Geschichte der Kirche
Neues Interesse


„Neues Interesse“, Geschichte weltweit: Deutschland, 2021

„Neues Interesse“, Geschichte weltweit: Deutschland

Neues Interesse

„In Deutschland ist ein großes Werk zu verrichten“, schrieb Elder Orson Hyde vom Kollegium der Zwölf Apostel dem Propheten Joseph Smith im Jahr 1840, als er nach Jerusalem reiste, um das Land für die Rückkehr der Juden zu weihen. Hyde schlug außerdem vor, eine Reihe von Vorträgen über die Lehre und die Geschichte der Kirche auf Deutsch zu verfassen, und bat darum, das Buch Mormon übersetzen zu dürfen. „Ich stimme dem voll und ganz zu“, schrieb Joseph Smith in seiner Antwort.

Während der Reise begann Hyde, Deutsch zu lernen, und auf der Rückreise verbrachte er sieben Monate in Regensburg, wo er Englischkurse gab. Dort schrieb und veröffentlichte er das Büchlein Ein Ruf aus der Wüste, eine längere Broschüre, die einen Überblick über die Lehre und den Ursprung der Kirche gab, wie Hyde es ja vorgeschlagen hatte. Trotz aller Bemühungen taufte Hyde während seines Aufenthalts in Regensburg jedoch keine Bekehrten.

In den darauffolgenden zehn Jahren versuchten Führer der Kirche mehrmals vergeblich, die Verkündigung des Evangeliums in Deutschland wieder aufzunehmen. Allerdings wurden einige Deutsche im Ausland getauft. 1843 wurden Jacob Zundell, Frederick Moeser und Johann Greenig – deutsche Mitglieder, die sich in den Vereinigten Staaten hatten taufen lassen – berufen, in ihrem Heimatland das Evangelium zu verkündigen. Es sind zwar keine entsprechenden Unterlagen erhalten geblieben, doch berichtete Johann Greenig, in Darmstadt einen Zweig gegründet zu haben.

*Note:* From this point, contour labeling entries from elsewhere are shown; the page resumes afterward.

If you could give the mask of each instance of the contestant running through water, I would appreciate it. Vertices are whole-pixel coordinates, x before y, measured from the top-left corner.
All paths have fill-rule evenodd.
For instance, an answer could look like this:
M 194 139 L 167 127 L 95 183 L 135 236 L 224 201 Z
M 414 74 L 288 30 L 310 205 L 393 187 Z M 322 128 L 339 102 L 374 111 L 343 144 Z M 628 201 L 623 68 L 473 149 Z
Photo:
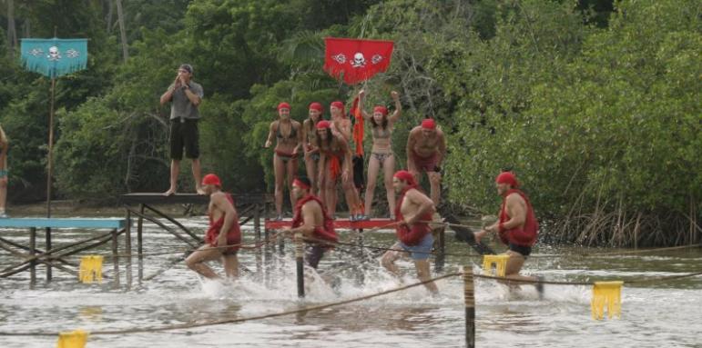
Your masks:
M 392 185 L 400 194 L 395 218 L 398 223 L 395 234 L 399 242 L 392 245 L 393 251 L 386 252 L 381 259 L 382 265 L 395 275 L 400 275 L 395 261 L 407 253 L 414 261 L 417 277 L 425 282 L 431 279 L 429 270 L 429 256 L 432 254 L 433 236 L 432 228 L 427 222 L 432 220 L 434 204 L 432 200 L 418 190 L 417 183 L 408 171 L 398 171 L 392 177 Z M 404 252 L 397 251 L 404 250 Z M 439 289 L 433 282 L 424 284 L 432 293 L 438 293 Z
M 431 185 L 432 201 L 439 205 L 441 195 L 441 164 L 446 157 L 446 139 L 436 128 L 432 118 L 426 118 L 410 131 L 407 137 L 407 169 L 419 182 L 420 174 L 426 172 Z
M 333 218 L 336 213 L 336 185 L 341 180 L 346 194 L 346 204 L 351 205 L 356 193 L 351 177 L 351 151 L 349 143 L 339 134 L 331 132 L 329 121 L 317 123 L 317 148 L 320 149 L 318 180 L 321 184 L 324 204 Z M 353 214 L 353 211 L 351 212 Z
M 344 110 L 343 103 L 340 101 L 336 101 L 331 103 L 331 104 L 329 107 L 329 112 L 331 114 L 331 134 L 333 134 L 336 136 L 341 136 L 341 138 L 346 141 L 346 144 L 349 144 L 349 148 L 351 149 L 351 122 L 349 119 L 349 117 L 346 116 L 346 113 Z M 350 153 L 351 158 L 353 158 L 353 153 Z M 351 183 L 350 185 L 347 185 L 346 184 L 343 184 L 343 192 L 344 192 L 344 197 L 346 198 L 346 205 L 349 206 L 349 220 L 351 221 L 356 221 L 356 220 L 363 220 L 363 207 L 362 204 L 361 203 L 361 196 L 359 195 L 358 190 L 356 190 L 356 186 L 354 185 L 353 182 L 353 162 L 351 160 L 351 166 L 349 168 L 349 174 L 348 174 L 348 181 Z M 329 186 L 327 186 L 329 187 Z M 336 205 L 336 190 L 333 191 L 334 195 L 334 205 Z M 329 191 L 327 193 L 329 194 Z M 336 212 L 336 206 L 331 205 L 331 203 L 327 200 L 329 195 L 324 197 L 324 203 L 327 204 L 329 209 L 331 211 L 331 214 L 334 214 L 334 212 Z
M 275 172 L 275 200 L 277 220 L 283 218 L 283 186 L 288 183 L 288 189 L 292 187 L 292 179 L 298 171 L 298 151 L 302 145 L 302 132 L 300 123 L 290 119 L 290 105 L 288 103 L 278 104 L 277 121 L 270 123 L 265 147 L 273 144 L 273 138 L 278 138 L 273 154 L 273 170 Z M 287 174 L 287 180 L 286 179 Z M 290 190 L 290 203 L 295 206 L 295 197 Z
M 317 147 L 317 123 L 321 120 L 324 108 L 321 104 L 310 104 L 310 117 L 302 122 L 302 141 L 305 150 L 305 170 L 307 177 L 312 183 L 312 193 L 320 192 L 320 181 L 317 177 L 317 164 L 320 162 L 320 149 Z
M 373 204 L 373 194 L 378 181 L 378 172 L 382 167 L 385 183 L 385 192 L 388 198 L 388 209 L 390 218 L 395 216 L 395 193 L 392 188 L 392 174 L 395 172 L 395 156 L 392 154 L 391 138 L 392 137 L 392 126 L 400 118 L 402 105 L 400 104 L 400 95 L 397 92 L 391 92 L 390 95 L 395 102 L 395 111 L 388 116 L 388 109 L 385 106 L 373 107 L 373 114 L 370 115 L 363 110 L 363 99 L 365 91 L 359 92 L 359 108 L 363 113 L 363 117 L 372 124 L 373 147 L 371 150 L 371 159 L 368 161 L 368 184 L 366 184 L 365 215 L 371 216 Z
M 239 276 L 239 259 L 237 252 L 241 243 L 241 232 L 239 229 L 239 217 L 234 208 L 231 194 L 221 191 L 219 178 L 209 174 L 202 178 L 203 190 L 209 195 L 209 229 L 205 234 L 205 245 L 188 256 L 185 263 L 191 270 L 204 277 L 214 279 L 219 275 L 207 264 L 208 261 L 220 259 L 228 277 Z M 233 245 L 231 247 L 223 247 Z
M 292 182 L 292 193 L 298 200 L 292 217 L 292 227 L 285 228 L 283 232 L 290 235 L 302 234 L 308 244 L 305 262 L 317 269 L 324 253 L 332 248 L 333 244 L 339 240 L 334 231 L 334 221 L 327 214 L 321 200 L 312 194 L 310 179 L 295 179 Z
M 511 172 L 503 172 L 495 179 L 497 194 L 503 197 L 500 219 L 493 225 L 475 234 L 475 242 L 480 243 L 487 233 L 497 233 L 502 243 L 509 248 L 505 253 L 510 257 L 504 269 L 508 279 L 536 281 L 537 277 L 519 274 L 526 257 L 532 253 L 536 243 L 539 222 L 534 214 L 532 204 L 524 192 L 519 190 L 517 179 Z M 518 283 L 517 283 L 518 284 Z M 536 284 L 539 295 L 543 296 L 544 285 Z

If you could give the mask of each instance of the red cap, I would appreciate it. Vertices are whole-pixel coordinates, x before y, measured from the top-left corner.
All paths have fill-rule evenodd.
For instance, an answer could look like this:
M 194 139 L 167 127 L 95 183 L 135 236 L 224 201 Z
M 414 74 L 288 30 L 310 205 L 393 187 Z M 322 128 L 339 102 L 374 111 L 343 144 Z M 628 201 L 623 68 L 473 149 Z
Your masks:
M 422 121 L 422 128 L 434 129 L 436 128 L 436 122 L 434 122 L 433 118 L 425 118 L 423 121 Z
M 214 184 L 222 187 L 222 182 L 219 181 L 219 177 L 213 174 L 205 175 L 205 177 L 202 178 L 202 184 Z
M 378 106 L 373 107 L 373 113 L 381 113 L 381 114 L 382 114 L 383 116 L 387 116 L 388 115 L 388 108 L 385 107 L 385 106 L 378 105 Z
M 343 113 L 343 103 L 337 100 L 336 102 L 331 103 L 331 106 L 341 109 L 341 113 Z
M 514 174 L 512 172 L 502 172 L 499 175 L 494 179 L 495 184 L 509 184 L 512 185 L 512 187 L 517 187 L 519 186 L 519 183 L 517 183 L 517 178 L 514 176 Z
M 317 123 L 317 129 L 331 128 L 331 124 L 327 120 L 321 120 Z
M 317 110 L 320 113 L 323 113 L 324 112 L 324 108 L 321 106 L 321 104 L 319 104 L 317 102 L 314 102 L 314 103 L 310 104 L 310 110 Z
M 282 102 L 278 104 L 278 111 L 280 111 L 280 109 L 290 109 L 290 104 L 285 102 Z
M 410 173 L 408 171 L 405 171 L 405 170 L 397 171 L 397 172 L 395 172 L 395 174 L 392 175 L 392 177 L 396 177 L 396 178 L 398 178 L 398 179 L 407 183 L 411 186 L 417 185 L 417 182 L 414 181 L 414 175 L 412 175 L 412 173 Z

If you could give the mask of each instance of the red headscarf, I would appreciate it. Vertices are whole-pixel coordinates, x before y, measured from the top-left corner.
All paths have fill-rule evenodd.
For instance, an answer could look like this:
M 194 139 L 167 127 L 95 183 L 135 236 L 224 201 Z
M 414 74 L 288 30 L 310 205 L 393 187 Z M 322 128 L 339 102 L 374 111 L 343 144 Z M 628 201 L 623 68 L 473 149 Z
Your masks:
M 499 175 L 494 179 L 495 184 L 508 184 L 512 185 L 512 187 L 518 187 L 519 183 L 517 182 L 516 176 L 512 172 L 502 172 Z
M 209 174 L 202 178 L 202 184 L 214 184 L 221 187 L 222 182 L 219 180 L 219 176 L 213 174 Z
M 341 103 L 340 101 L 336 101 L 336 102 L 331 103 L 331 106 L 334 106 L 334 107 L 336 107 L 338 109 L 341 109 L 341 114 L 343 114 L 343 112 L 344 112 L 344 110 L 343 110 L 343 103 Z
M 321 120 L 317 123 L 317 129 L 331 128 L 331 124 L 327 120 Z
M 323 113 L 324 112 L 324 108 L 321 106 L 321 104 L 319 104 L 317 102 L 314 102 L 314 103 L 310 104 L 310 110 L 317 110 L 320 113 Z
M 422 121 L 422 128 L 434 129 L 436 128 L 436 122 L 434 122 L 433 118 L 425 118 Z
M 412 173 L 410 173 L 408 171 L 404 171 L 404 170 L 397 171 L 395 173 L 395 174 L 392 175 L 392 177 L 396 177 L 396 178 L 398 178 L 398 179 L 407 183 L 407 184 L 410 187 L 414 187 L 414 186 L 417 185 L 417 182 L 414 180 L 414 175 L 412 175 Z
M 373 107 L 373 114 L 374 113 L 381 113 L 381 114 L 382 114 L 383 116 L 387 116 L 388 115 L 388 108 L 385 107 L 385 106 L 378 105 L 378 106 Z

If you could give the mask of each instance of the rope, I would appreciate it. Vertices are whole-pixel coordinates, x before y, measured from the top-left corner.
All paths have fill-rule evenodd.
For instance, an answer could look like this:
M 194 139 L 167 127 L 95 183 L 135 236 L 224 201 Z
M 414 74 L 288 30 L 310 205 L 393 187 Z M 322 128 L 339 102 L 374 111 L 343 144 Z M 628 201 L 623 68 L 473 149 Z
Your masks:
M 691 278 L 698 275 L 702 275 L 702 272 L 695 272 L 691 273 L 669 275 L 669 276 L 648 278 L 648 279 L 634 279 L 631 281 L 625 281 L 625 283 L 634 284 L 634 283 L 666 282 L 671 280 Z M 544 280 L 531 280 L 531 279 L 512 279 L 512 278 L 497 277 L 493 275 L 484 275 L 484 274 L 473 274 L 473 276 L 475 278 L 492 279 L 492 280 L 497 280 L 502 282 L 507 281 L 507 282 L 515 282 L 515 283 L 534 283 L 534 284 L 542 283 L 542 284 L 550 284 L 550 285 L 595 285 L 595 282 L 556 282 L 556 281 L 544 281 Z
M 319 311 L 325 308 L 334 307 L 341 304 L 347 304 L 351 303 L 354 302 L 368 300 L 373 297 L 382 296 L 388 293 L 397 293 L 400 291 L 407 290 L 410 288 L 413 288 L 416 286 L 423 285 L 428 283 L 435 282 L 438 280 L 442 280 L 444 278 L 449 277 L 454 277 L 463 275 L 462 273 L 448 273 L 440 275 L 435 278 L 432 278 L 423 282 L 418 282 L 418 283 L 412 283 L 408 285 L 401 286 L 394 289 L 385 290 L 380 293 L 371 293 L 364 296 L 359 296 L 354 297 L 349 300 L 344 301 L 339 301 L 331 303 L 325 303 L 325 304 L 319 304 L 319 305 L 312 305 L 312 306 L 307 306 L 300 309 L 296 310 L 290 310 L 290 311 L 285 311 L 280 313 L 274 313 L 270 314 L 262 314 L 262 315 L 255 315 L 255 316 L 249 316 L 244 318 L 228 318 L 228 319 L 219 319 L 219 320 L 211 320 L 211 321 L 206 321 L 206 322 L 200 322 L 200 323 L 178 323 L 174 325 L 168 325 L 168 326 L 155 326 L 155 327 L 139 327 L 139 328 L 134 328 L 134 329 L 126 329 L 126 330 L 103 330 L 103 331 L 94 331 L 90 332 L 91 336 L 95 335 L 112 335 L 112 334 L 125 334 L 125 333 L 152 333 L 152 332 L 163 332 L 163 331 L 171 331 L 171 330 L 180 330 L 180 329 L 190 329 L 194 327 L 203 327 L 203 326 L 212 326 L 212 325 L 220 325 L 224 323 L 241 323 L 241 322 L 248 322 L 252 320 L 259 320 L 259 319 L 267 319 L 267 318 L 274 318 L 278 316 L 283 316 L 283 315 L 290 315 L 290 314 L 295 314 L 299 313 L 304 313 L 304 312 L 310 312 L 310 311 Z M 58 333 L 49 333 L 49 332 L 18 332 L 18 333 L 7 333 L 7 332 L 0 332 L 0 336 L 57 336 Z

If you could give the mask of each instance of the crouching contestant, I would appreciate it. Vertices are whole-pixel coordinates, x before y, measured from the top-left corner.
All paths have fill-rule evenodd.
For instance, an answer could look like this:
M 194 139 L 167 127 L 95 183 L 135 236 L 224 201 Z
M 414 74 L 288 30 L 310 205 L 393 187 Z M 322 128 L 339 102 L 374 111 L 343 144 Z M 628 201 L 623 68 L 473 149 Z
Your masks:
M 425 282 L 431 279 L 429 271 L 429 256 L 432 254 L 433 236 L 428 222 L 435 208 L 433 202 L 426 194 L 417 189 L 414 175 L 408 171 L 398 171 L 392 176 L 392 187 L 400 194 L 395 206 L 395 233 L 399 241 L 392 245 L 392 251 L 382 255 L 381 263 L 392 273 L 398 275 L 395 261 L 410 254 L 417 269 L 417 277 Z M 399 251 L 404 250 L 404 252 Z M 433 282 L 424 284 L 432 293 L 439 290 Z
M 292 227 L 284 229 L 283 233 L 290 236 L 302 234 L 307 243 L 305 263 L 317 269 L 324 253 L 333 248 L 333 244 L 339 237 L 334 231 L 334 221 L 327 214 L 321 200 L 312 194 L 311 186 L 311 182 L 306 177 L 300 177 L 292 182 L 292 194 L 295 195 L 297 204 L 292 217 Z
M 209 229 L 205 234 L 205 245 L 188 256 L 185 263 L 202 276 L 214 279 L 219 276 L 205 263 L 219 259 L 227 276 L 236 278 L 239 276 L 237 252 L 241 244 L 241 231 L 234 199 L 231 194 L 221 191 L 222 184 L 213 174 L 202 178 L 202 185 L 206 194 L 209 195 Z M 221 247 L 226 245 L 232 246 Z

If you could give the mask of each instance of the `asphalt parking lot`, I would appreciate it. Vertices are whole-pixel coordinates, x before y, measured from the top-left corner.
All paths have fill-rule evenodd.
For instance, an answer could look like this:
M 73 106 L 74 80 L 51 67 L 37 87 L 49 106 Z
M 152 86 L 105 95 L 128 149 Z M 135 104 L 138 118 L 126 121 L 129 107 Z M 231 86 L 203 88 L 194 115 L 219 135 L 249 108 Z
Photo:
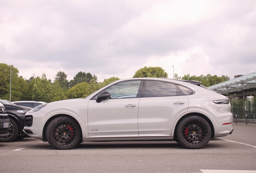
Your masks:
M 32 138 L 2 143 L 0 172 L 256 173 L 256 123 L 233 125 L 198 150 L 168 141 L 84 142 L 70 150 Z

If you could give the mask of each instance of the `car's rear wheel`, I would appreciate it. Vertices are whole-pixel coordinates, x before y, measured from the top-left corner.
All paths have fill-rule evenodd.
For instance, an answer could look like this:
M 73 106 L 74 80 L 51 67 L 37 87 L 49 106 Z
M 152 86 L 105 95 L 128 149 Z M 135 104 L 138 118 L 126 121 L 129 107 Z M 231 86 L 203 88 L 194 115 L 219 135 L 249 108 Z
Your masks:
M 198 116 L 185 118 L 180 123 L 177 131 L 180 143 L 189 149 L 199 149 L 204 147 L 211 136 L 211 129 L 208 122 Z
M 71 118 L 61 117 L 53 119 L 46 131 L 49 143 L 57 149 L 69 149 L 80 141 L 81 133 L 79 124 Z
M 19 126 L 17 123 L 14 119 L 9 119 L 9 127 L 8 132 L 10 135 L 7 137 L 0 138 L 0 142 L 10 142 L 15 140 L 18 137 Z

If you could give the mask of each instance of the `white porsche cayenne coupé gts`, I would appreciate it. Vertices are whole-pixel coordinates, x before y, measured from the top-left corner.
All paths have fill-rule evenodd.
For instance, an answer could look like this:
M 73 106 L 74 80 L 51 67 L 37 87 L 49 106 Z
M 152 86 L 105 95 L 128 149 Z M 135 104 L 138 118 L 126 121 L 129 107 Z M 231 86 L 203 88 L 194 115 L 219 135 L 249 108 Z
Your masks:
M 116 81 L 85 99 L 39 106 L 24 131 L 58 149 L 83 141 L 174 140 L 188 149 L 233 131 L 225 97 L 200 82 L 164 78 Z

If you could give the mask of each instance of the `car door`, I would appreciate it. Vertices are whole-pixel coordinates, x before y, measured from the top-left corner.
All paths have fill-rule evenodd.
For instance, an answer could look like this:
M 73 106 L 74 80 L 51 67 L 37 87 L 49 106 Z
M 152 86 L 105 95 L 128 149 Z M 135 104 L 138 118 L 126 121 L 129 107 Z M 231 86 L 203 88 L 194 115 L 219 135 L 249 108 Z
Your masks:
M 170 136 L 175 117 L 188 107 L 188 99 L 179 89 L 172 83 L 144 81 L 138 109 L 140 137 Z
M 103 91 L 110 98 L 88 105 L 89 137 L 138 137 L 138 111 L 141 94 L 141 80 L 122 82 Z

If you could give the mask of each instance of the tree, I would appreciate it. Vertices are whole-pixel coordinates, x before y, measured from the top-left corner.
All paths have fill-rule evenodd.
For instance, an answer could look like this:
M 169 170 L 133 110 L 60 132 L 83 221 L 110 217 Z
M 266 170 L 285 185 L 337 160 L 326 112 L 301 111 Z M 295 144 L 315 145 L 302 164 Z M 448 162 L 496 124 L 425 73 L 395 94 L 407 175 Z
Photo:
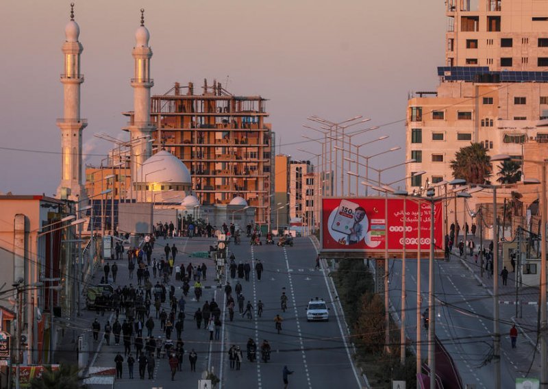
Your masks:
M 516 161 L 503 161 L 499 166 L 497 181 L 501 184 L 516 184 L 521 179 L 521 164 Z
M 466 179 L 469 184 L 485 184 L 491 175 L 490 158 L 480 143 L 462 147 L 451 161 L 453 177 Z
M 78 377 L 78 366 L 61 364 L 58 370 L 51 370 L 46 366 L 40 378 L 33 378 L 30 381 L 32 389 L 81 389 L 84 386 Z

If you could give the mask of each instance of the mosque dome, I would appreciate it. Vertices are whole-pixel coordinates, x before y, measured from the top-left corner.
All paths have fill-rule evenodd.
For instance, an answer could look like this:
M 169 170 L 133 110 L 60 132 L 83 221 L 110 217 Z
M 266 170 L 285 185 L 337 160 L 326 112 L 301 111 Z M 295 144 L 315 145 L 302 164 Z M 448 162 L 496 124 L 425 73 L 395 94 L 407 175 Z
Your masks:
M 245 201 L 245 199 L 243 197 L 240 197 L 240 196 L 236 196 L 232 200 L 230 200 L 230 203 L 229 203 L 229 205 L 242 205 L 244 207 L 247 206 L 247 201 Z
M 74 21 L 70 21 L 64 27 L 65 40 L 67 42 L 78 42 L 80 35 L 80 27 Z
M 200 205 L 200 201 L 196 198 L 195 196 L 192 196 L 192 194 L 188 194 L 186 197 L 183 199 L 183 202 L 181 203 L 181 205 L 184 207 L 187 208 L 192 208 L 195 207 L 196 205 Z
M 139 26 L 139 28 L 135 32 L 136 46 L 137 47 L 147 47 L 149 45 L 149 39 L 150 39 L 149 30 L 144 25 Z
M 169 182 L 192 185 L 190 173 L 185 164 L 169 151 L 162 150 L 143 162 L 137 171 L 138 182 Z

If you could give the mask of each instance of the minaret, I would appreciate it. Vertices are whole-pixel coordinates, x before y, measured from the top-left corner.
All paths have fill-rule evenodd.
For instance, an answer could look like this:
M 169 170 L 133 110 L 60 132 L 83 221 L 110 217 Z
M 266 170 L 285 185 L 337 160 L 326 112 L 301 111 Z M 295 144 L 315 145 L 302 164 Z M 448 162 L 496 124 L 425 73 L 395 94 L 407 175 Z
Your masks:
M 150 78 L 150 58 L 152 50 L 149 47 L 150 34 L 145 27 L 145 10 L 141 8 L 141 25 L 135 32 L 136 45 L 132 51 L 135 60 L 134 75 L 132 79 L 134 90 L 134 117 L 128 127 L 132 143 L 132 174 L 133 182 L 140 182 L 135 177 L 142 163 L 152 155 L 151 142 L 149 142 L 155 129 L 150 122 L 150 88 L 154 81 Z
M 84 48 L 78 42 L 80 27 L 74 21 L 74 3 L 71 3 L 71 20 L 64 27 L 65 42 L 62 51 L 64 55 L 64 71 L 61 75 L 64 95 L 63 118 L 57 120 L 61 130 L 61 183 L 57 197 L 71 200 L 86 197 L 82 184 L 82 131 L 88 125 L 80 118 L 80 54 Z M 67 191 L 66 189 L 70 190 Z

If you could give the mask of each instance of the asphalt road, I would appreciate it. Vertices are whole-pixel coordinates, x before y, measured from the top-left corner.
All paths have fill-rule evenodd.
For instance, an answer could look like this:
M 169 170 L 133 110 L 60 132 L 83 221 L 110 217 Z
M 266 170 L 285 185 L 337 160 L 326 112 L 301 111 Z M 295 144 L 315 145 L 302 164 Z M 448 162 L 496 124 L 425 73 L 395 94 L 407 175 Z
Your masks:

1851 taufte George P. Dykes, ein deutschsprachiger Missionar, der das Evangelium in Dänemark verkündete, zwei Bekehrte in Schleswig-Holstein, bevor er aus der Region verbannt wurde. Dykes entschied sich, nach Utah zurückzukehren, wurde jedoch von Elder John Taylor dafür gewonnen, stattdessen nach Hamburg zu reisen und das Buch Mormon ins Deutsche zu übersetzen. Mit der Hilfe von George Viett, einem Deutschen, der sich in Paris hatte taufen lassen, und Daniel Carn, dem Präsidenten der neugegründeten Deutschen Mission, wurde die Übersetzung innerhalb von sechs Monaten fertiggestellt und am 25. Mai 1852 veröffentlicht.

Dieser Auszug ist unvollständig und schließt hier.